John W. Shaw was born on March 21, 1840, in Newcastle or Norfolkshire, England, the son of Thomas Sr. (b. 1813) and Nicola (Stott, b. 1811).
According to one source, Thomas was born in Manchester, England and married Nicola Stott (she was born in Northumberlandshire) in January of 1835. According to John, his father came to America around 1848, leaving his wife and children behind in Newcastle, England, where they resided on Churchill Street near the cattle market. John and his mother and four siblings joined Thomas in October of 1850, settling on Sargent Street on Prospect Hill in Lawrence, Massachusetts. Anothere source reported that the family to America in 1851, landing in Boston, and moving to Lynne where Thomas worked at his trade of decorating paper hangings. Thomas then moved to Lawrence, Massachusetts where he worked for several years.
In 1855 John’s father and older brother James went to Michigan; John joining them the following year, the family having settled in Mecosta County. According to Thomas’ biography, he settled on a quarter section of land in Green Township.
In the spring of 1857 John, who was knowns as "Jack," was left with a hunter-trapper by the name of John McBride, while his father and brother returned to Lawrence. John remained with McBride until October of 1857 he too returned to Lawrence. He worked in the Pemberton Mills until mid-January, 1859, when the mill collapsed. The following month John returned to Mecosta where he was employed in the “lumber woods” and in farming, living with his family. By 1860 John was working as a farm laborer along with his brothers James and Thomas and living on the family farm in Green, Mecosta County.
[Thomas Sr.’s] experiences differed in no material sense from the oft repeated but never wearisome history of the average pioneer settler, until the clouds of war hung like a pall over the land and disunion seemed imminent.
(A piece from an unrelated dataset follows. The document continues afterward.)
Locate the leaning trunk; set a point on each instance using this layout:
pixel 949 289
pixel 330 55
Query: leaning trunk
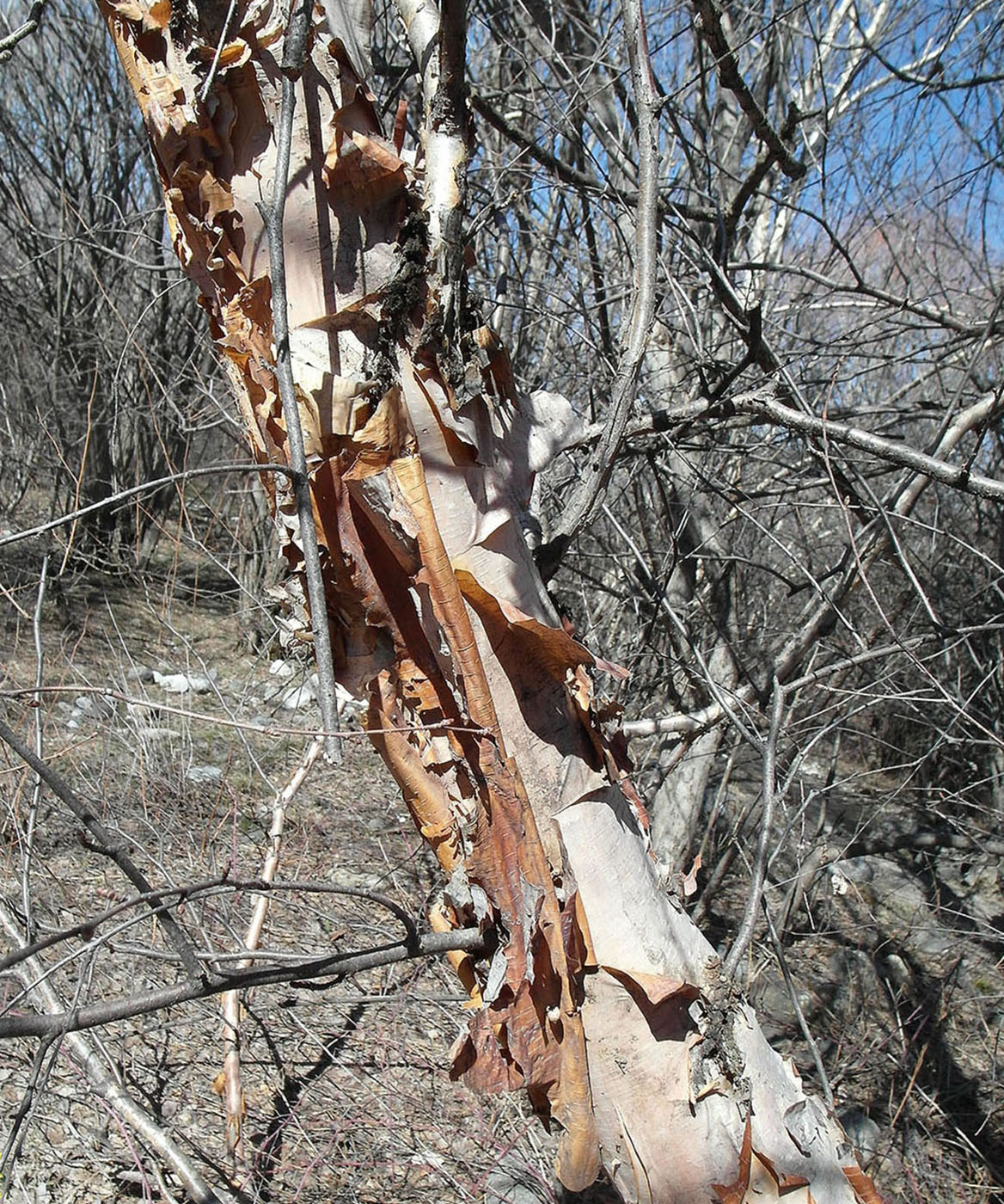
pixel 601 998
The promptness with which foreign-born citizens flocked to the Union standard was significant of two things: first, the sense of obligation awakened by the privileges they enter upon once under the regulations of this Government; and, secondly, the value of discipline in early training. Mr. Shaw felt that the emergency demanded his aid, and himself and two sons enlisted at Big Rapids. He enrolled in August, 1863, in Co. A, Tenth Mich. Cav., and was assigned to the position of Hospital Steward, and afterward was promoted to the post of Assistant Surgeon.
John stood 5’10” with black eyes and hair and a dark complexion and was 21 years old and probably still living in Mecosta County when he enlisted in Company K on May 13, 1861. During the movement of the regiment between Yorktown and Williamsburg, in May of 1862, John apparently contracted a varicocele. He claimed in 1886, that “while marching through the mud I had something of a pain in my scrotum but didn’t pay much attention to it until after the Williamsburg fight [May 12] which was on the next day after leaving Yorktown. The night before the fight I had a dull heavy sensation in my scrotum but I did not examine it.. After coming out of the Williamsburg fight, within a day or so” he was examined by Dr. Bliss “and he furnished me with a suspensory bandage.”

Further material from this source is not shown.